Sour cream is great on a baked potato. Heavy metal is great to work out to. But a sour or metallic taste in your mouth is not great. Occasional bad tastes are one thing, perhaps triggered by too many cups of coffee. But when it becomes more frequent, that sour taste is worth getting to the bottom of it. What's the cause of these sour and metallic tastes? What does it mean? How can you prevent it? Check out all of those answers below.
What Causes Sour Tongue and How to Prevent it
What Causes the Condition?
Before getting to the cause, let's identify it first. What you may be experiencing is commonly referred to as dysgeusia (or parageusia). This taste disorder leaves your tongue and mouth with a very unpleasant lingering sensation. It's often described as a bitter, metallic, or sour taste perception. And many factors could cause it.
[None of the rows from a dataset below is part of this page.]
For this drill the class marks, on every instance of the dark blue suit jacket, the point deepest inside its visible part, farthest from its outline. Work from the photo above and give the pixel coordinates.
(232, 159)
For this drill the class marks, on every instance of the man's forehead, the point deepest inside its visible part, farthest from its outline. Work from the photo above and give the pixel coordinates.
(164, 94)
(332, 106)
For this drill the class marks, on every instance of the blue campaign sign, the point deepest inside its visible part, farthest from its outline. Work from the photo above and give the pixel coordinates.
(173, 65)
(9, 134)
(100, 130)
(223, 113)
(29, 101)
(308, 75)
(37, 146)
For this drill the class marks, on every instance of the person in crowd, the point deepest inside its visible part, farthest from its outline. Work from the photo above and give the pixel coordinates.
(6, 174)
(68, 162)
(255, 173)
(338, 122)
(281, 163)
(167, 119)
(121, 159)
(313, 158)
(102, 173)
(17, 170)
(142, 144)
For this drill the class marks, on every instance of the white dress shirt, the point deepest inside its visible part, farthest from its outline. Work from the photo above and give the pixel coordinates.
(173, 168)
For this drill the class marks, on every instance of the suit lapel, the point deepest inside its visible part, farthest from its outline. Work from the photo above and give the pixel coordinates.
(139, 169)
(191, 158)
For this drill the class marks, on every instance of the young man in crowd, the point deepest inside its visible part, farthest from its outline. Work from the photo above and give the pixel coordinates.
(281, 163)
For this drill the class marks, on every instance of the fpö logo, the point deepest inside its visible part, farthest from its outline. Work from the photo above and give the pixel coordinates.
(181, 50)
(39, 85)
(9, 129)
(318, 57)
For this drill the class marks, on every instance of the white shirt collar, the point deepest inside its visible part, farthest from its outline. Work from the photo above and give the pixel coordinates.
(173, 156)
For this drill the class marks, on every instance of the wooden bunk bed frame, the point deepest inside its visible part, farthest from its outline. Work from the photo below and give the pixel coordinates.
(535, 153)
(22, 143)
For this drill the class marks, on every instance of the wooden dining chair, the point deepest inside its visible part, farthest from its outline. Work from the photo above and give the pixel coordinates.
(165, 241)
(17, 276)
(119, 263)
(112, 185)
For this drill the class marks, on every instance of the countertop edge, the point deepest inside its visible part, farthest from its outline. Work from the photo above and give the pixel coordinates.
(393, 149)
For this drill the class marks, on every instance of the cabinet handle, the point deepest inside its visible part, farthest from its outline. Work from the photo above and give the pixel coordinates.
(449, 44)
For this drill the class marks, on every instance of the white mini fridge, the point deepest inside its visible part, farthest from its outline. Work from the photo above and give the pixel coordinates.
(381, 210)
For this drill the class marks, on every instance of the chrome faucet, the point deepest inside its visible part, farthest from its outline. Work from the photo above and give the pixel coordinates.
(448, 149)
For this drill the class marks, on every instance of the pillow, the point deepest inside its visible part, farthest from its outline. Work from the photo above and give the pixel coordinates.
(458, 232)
Taste disorders, like dysgeusia, can be caused by:
Infections to your teeth, gums, mouth, or throat cause swelling, reduce taste bud blood flow, and can alter your taste.
Taste pores can close up if your tongue is swollen and inflamed.
- Vitamin or mineral deficiencies
Shortages in certain minerals and vitamins, especially B12 and zinc, can affect your sense of taste.
- Dry mouth
When there's a lack of saliva flow, dry mouth is very common, causing your taste receptors to not being stimulated.
- Medication side effects
ACE inhibitors, antibiotics, diuretics, and chemotherapy agents can all affect your ability to taste.
- Nerve damage or trauma
If you've been in a traumatic accident on the tongue, neck, or have had Bell's palsy or other ear surgeries, your taste could be affected.
- Neurologic disorders
MS, Alzheimer's, and Parkinson's disease can all decrease your taste.
- Metabolic changes
Kidney disease, diabetes, pregnancy, and hypothyroidism can all cause taste disturbances.
- Tobacco use
All forms of tobacco (smoking, chewing tobacco, etc.) can affect your tongue, throat, mouth, and tasting ability.
- Acid reflux or GERD
Suffers of gastroesophageal reflux disease often experience a sour taste in their mouth.
- Oral hygiene
Bad breath and an unpleasant taste in your mouth can be attributed to poor oral hygiene — making proper oral care and regular dental check-ups imperative.
Ways to Prevent Sour Tongue
Preventing and treating sour tongue or dysgeusia really depends on the cause of it. There are many things that you could try. To maintain your oral hygiene, the National Health Portal of India recommends:
- Brush thoroughly twice a day with a soft bristled toothbrush.
Eat fruits which are rich in Vitamin C.
- Eat a healthy diet and avoid snacks in between meals.
Replace your toothbrush every three to four months or sooner if bristles are frayed.
- Rinse your mouth after every meal.
Schedule dental check-ups after every 6 months.
- Floss daily to remove food particles that get stuck in between teeth and to remove plaque.
Don’t brush too hard. Over brushing erodes the enamel and irritates the gums. So, brush your teeth back and forth gently.
- Avoid tobacco and alcohol consumption as they are the prime causes of oral cancer.
Use tongue cleaner every morning to remove tongue plaque and freshen your breath.
- Avoid food and drinks which contain high sugar content to prevent tooth decay.
Sometimes, the cause of a sour tongue is out of your hands. And sometimes, your sense of taste will return to normal after you've taken all of your medication, delivered your baby, or managed your GERD. But you and your dentist can do your part to eliminate the sour taste by caring for your teeth, gums, tongue, and mouth. Which, is actually pretty sweet.
This article is intended to promote understanding of and knowledge about general oral health topics. It is not intended to be a substitute for professional advice, diagnosis or treatment. Always seek the advice of your dentist or other qualified healthcare provider with any questions you may have regarding a medical condition or treatment.